Dziennikarze angielskiej telewizji próbowali zmanipulować materiał dot. przyjęcia przez radę powiatu Świdnik uchwały ,,samorząd wolny od ideologii LGBT"
Treść
Miała być rozmowa o uchwale „samorząd wolny od ideologii LGBT”. Zakończyło się interwencją straży miejskiej i policji. Czy dziennikarze londyńskiej stacji dopuścili się prowokacji?
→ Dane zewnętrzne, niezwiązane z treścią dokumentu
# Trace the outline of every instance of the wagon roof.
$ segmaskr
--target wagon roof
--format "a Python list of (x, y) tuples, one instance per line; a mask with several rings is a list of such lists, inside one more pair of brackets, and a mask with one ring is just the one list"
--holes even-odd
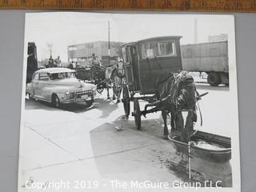
[(145, 38), (145, 39), (141, 39), (137, 42), (128, 42), (122, 44), (122, 46), (129, 46), (129, 45), (134, 45), (140, 42), (150, 42), (150, 41), (159, 41), (159, 40), (164, 40), (164, 39), (177, 39), (177, 38), (181, 38), (182, 36), (161, 36), (161, 37), (154, 37), (154, 38)]
[(55, 74), (55, 73), (68, 73), (68, 72), (75, 72), (74, 70), (70, 70), (68, 68), (59, 68), (59, 67), (51, 67), (46, 69), (38, 70), (37, 72), (38, 73), (49, 73), (49, 74)]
Na wjeździe do Świdnika na rzecz nagrywanego materiału mieli umieścić tablice „strefa wolna od LGBT”. Taki napis zamieścił wcześniej jeden z lewicowo-liberalnych działaczy, co stało się powodem kłamliwych ataków.
Trzech dziennikarzy ITN News z Londynu umówiło się na wywiad z radnym rady powiatu Świdnik Radosławem Brzózką. Rozmowa dotyczyła głównie uchwały „samorząd wolny od ideologii LGBT”.
– Miałem przy tej okazji możliwość podjęcia próby odkłamania tego, co niestety wciąż funkcjonuje w przestrzeni publicznej zarówno w Polsce, jak i zagranicą – kłamliwej informacji o rzekomym istnieniu stref wolnych od ideologii LGBT. Takich stref oczywiście w Polsce nie ma – podkreśla Radosław Brzózka.
W samej uchwale chodzi właśnie o odrzucenie ideologii, którą starają się dziś narzucić środowiska lewicowo-liberalne.
„Dla dobra życia, rodziny i wolności deklarujemy, że samorząd, który reprezentujemy – zgodnie z naszą wielowiekową kulturą życia społecznego – nie będzie ingerować w prywatną sferę życia Polek i Polaków. Nie damy narzucić sobie wyolbrzymianych problemów i sztucznych konfliktów, które niesie ze sobą ideologia LGBT” – czytamy w deklaracji „Samorząd wolny od ideologii LGBT”.
O sprawie zrobiło się głośno, gdy jeden z aktywistów ruchu LGBT przymocował przy wjeździe do miasta tablicę z napisem „strefa wolna od LGBT”. To była jawna manipulacja. Tę samą manipulację mieli teraz, na rzecz nagrywanego materiału, powtórzyć dziennikarze londyńskiej stacji.
– Zgłoszenie było ok 11.40 że przy wjeździe do Świdnika, przy znaku z napisem Świdnik, jest grupa osób, która przykręca nielegalnie znak z napisem LGBT – mówi Janusz Wójtowicz z komendy straży miejskiej w Świdniku.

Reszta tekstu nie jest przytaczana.